Researchers found that diets heavy in chocolate and pastries, butter, table sugar, sodas, and fruit juices are the worst for a middle-age diet.

Iran Press/Europe: The University of Oxford conducted a study that resulted in new views on risky diets which are high in sugary drinks, chocolate, candy, and table sugar saturated fat.

According to webmd.com, "There's a lot of research and evidence on single nutrients -- the problem with that is that people do not eat nutrients, we eat food, combinations of food," said senior author Carmen Piernas, a research lecturer in primary care health sciences. "So telling people that they need to reduce their sugar intake is very confusing, and it may not be the right message."

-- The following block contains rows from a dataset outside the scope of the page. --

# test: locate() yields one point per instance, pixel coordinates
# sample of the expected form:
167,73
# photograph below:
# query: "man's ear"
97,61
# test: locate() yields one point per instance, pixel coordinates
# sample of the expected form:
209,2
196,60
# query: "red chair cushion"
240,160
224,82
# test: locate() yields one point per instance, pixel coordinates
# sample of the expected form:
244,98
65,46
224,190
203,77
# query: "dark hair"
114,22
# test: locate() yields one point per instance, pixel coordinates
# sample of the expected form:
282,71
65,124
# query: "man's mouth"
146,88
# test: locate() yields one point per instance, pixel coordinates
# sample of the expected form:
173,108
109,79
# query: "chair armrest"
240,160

So her team decided to look at diet and health outcomes not in terms of specific nutrients to limit -- but specific foods.

They used the UK Biobank, a database of nearly 117,000 adults from the United Kingdom who were recruited between 2006 and 2010 when they were between the ages of 37 and 73.

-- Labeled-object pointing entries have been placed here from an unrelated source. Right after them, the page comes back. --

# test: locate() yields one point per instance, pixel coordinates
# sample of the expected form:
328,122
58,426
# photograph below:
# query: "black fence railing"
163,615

Participants self-reported their diets between two and five times. Researchers identified the food groups and nutrients. Hospital and death registry records were used to calculate rates of heart disease and death.

Participants were grouped by the foods they ate. Those people whose diets were heavy in chocolate, candy, butter, and white bread had a 40% higher risk of heart disease and 37% higher risk of early death, Piernas said.

Those in the sugary beverage group had a 14% higher risk of heart disease and 11% higher risk of death, though Piernas said the links were less clear than in the other group. The study only found associations rather than a cause-and-effect link.